He walked around a couple embracing and found his own face in the mirror of a cigarette machine. His hair was messed, rumpled from sleeping curled in the bus seat. Automatically he reached for his comb, but found he’d lost it. He was always losing combs. He’d never realized how hard it was to keep going from one day to the next. Though he now admitted his old man had kept things pieced together somehow, he still couldn’t find any warmth in his memories of him. Even broke and hungry he was glad to be away.
There was nothing to do in the depot. His luggage was in his pockets, and he didn’t have as much as a dime to put in the popcorn machine. He stared at an Indian woman in a beaded dress until she caught him, and, blushing, he hurried out.
The wind hit and he paused in the shelter of the doorway to turn his collar up. A newspaper rack was chained to an eyebolt set in the wall. He tried to pull it lose, but it was solid.
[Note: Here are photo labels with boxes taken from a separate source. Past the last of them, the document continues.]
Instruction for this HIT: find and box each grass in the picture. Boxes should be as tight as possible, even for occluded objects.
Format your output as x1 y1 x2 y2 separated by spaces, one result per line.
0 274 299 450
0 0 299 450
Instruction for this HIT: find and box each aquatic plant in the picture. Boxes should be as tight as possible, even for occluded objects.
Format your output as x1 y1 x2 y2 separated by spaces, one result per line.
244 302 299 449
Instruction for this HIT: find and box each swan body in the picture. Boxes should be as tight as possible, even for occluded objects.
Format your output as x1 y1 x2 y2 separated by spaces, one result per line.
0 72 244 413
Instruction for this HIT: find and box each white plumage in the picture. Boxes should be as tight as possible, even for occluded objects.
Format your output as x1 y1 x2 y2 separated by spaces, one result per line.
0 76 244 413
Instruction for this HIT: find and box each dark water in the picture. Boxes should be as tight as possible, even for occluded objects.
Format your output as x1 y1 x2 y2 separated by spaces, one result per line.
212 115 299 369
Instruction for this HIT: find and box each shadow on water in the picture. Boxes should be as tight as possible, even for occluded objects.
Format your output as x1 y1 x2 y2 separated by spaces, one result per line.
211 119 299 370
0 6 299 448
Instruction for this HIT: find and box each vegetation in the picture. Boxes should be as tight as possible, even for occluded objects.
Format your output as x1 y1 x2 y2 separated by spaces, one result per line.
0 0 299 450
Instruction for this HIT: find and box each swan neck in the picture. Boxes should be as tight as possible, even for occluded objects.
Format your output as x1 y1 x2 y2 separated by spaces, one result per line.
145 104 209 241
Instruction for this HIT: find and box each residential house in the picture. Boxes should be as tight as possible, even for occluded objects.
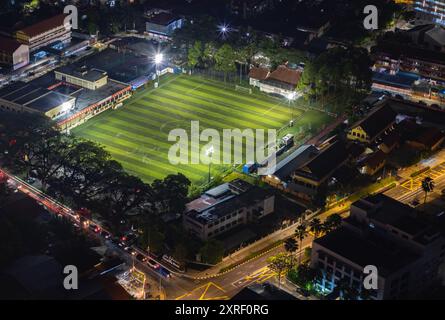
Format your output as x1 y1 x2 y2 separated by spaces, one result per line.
311 194 445 300
249 65 302 97
0 36 29 70
183 179 275 240
15 14 71 52
406 126 445 151
291 140 349 200
358 150 387 176
146 10 184 41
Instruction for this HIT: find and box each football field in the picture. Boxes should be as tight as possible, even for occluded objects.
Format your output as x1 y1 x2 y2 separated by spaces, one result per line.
72 75 301 184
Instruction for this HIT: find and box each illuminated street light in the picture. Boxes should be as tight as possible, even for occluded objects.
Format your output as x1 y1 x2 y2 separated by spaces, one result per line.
286 92 296 127
155 53 164 87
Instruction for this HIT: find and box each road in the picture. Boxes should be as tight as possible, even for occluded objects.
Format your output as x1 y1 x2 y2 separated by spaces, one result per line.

There was probably a couple of dollars in dimes in the rack, but with the glass doors behind him and the blue of the depot neon lighting the pavement, there was no way he could get it.
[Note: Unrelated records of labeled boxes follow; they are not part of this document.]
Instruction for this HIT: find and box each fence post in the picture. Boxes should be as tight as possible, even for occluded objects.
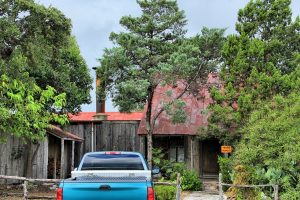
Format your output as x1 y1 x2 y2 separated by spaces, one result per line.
274 185 279 200
23 180 28 200
176 173 181 200
219 173 223 200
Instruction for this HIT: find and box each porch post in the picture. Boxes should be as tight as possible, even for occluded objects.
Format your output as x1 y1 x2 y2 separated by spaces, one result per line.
60 138 65 179
53 148 57 179
71 141 75 171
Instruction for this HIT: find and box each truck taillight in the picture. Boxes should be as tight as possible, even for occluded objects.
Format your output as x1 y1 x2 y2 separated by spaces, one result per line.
147 187 154 200
105 151 121 155
56 188 63 200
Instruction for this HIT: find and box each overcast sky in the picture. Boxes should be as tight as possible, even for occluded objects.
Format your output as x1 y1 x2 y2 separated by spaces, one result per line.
36 0 300 111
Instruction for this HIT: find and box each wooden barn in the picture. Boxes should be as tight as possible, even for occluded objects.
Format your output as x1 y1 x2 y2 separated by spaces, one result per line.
138 74 221 178
0 126 82 178
65 111 145 166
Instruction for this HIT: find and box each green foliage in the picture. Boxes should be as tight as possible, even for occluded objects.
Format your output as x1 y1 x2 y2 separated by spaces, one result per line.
97 0 225 166
234 92 300 196
153 148 202 190
154 185 176 200
0 74 67 142
218 156 233 183
206 0 300 143
0 0 92 112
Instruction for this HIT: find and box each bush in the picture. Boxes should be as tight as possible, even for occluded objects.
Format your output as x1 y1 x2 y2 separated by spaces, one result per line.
233 93 300 199
218 156 233 183
154 185 176 200
153 148 202 191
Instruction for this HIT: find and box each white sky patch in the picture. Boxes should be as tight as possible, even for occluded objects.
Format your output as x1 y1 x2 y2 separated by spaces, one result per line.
36 0 300 112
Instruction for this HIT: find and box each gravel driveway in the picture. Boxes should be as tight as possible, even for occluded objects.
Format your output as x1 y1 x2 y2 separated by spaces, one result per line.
183 192 219 200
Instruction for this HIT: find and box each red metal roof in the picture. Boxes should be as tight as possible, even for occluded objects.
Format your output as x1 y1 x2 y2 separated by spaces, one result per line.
47 125 83 141
138 74 219 135
69 112 143 122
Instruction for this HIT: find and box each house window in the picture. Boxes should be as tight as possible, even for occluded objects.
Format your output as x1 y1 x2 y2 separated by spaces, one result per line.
169 146 184 162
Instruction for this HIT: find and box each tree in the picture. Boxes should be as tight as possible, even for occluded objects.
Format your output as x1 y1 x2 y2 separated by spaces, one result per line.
233 65 300 199
208 0 300 143
0 71 68 177
97 0 224 167
0 0 92 112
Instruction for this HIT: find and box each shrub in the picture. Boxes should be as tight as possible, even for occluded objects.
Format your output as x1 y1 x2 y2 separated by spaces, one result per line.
181 170 202 191
233 92 300 199
218 156 233 183
154 185 176 200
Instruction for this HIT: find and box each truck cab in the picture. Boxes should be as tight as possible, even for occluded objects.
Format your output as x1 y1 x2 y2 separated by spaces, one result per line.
57 151 155 200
He put his hands into his pockets, hunching against the cold, and the wind whipped his hair over his eyes. He was seventeen years old, tall, but still half-formed. Dressed in cords, run-over white shoes, two sweaters and a lumberman’s jacket. The cords were the same ones he’d been wearing the day he didn’t go home from high school. Instead he’d sailed his books one by one into Sullivan’s Gorge and walked out to the highway. A week later he found a job in southern Oregon setting chokers for a logging crew. The first day he knew the job was too much for him, and they knew it too, but they let him work a week. He left in the night, taking besides his wages a hunting knife, a jacket, and a pair of boots.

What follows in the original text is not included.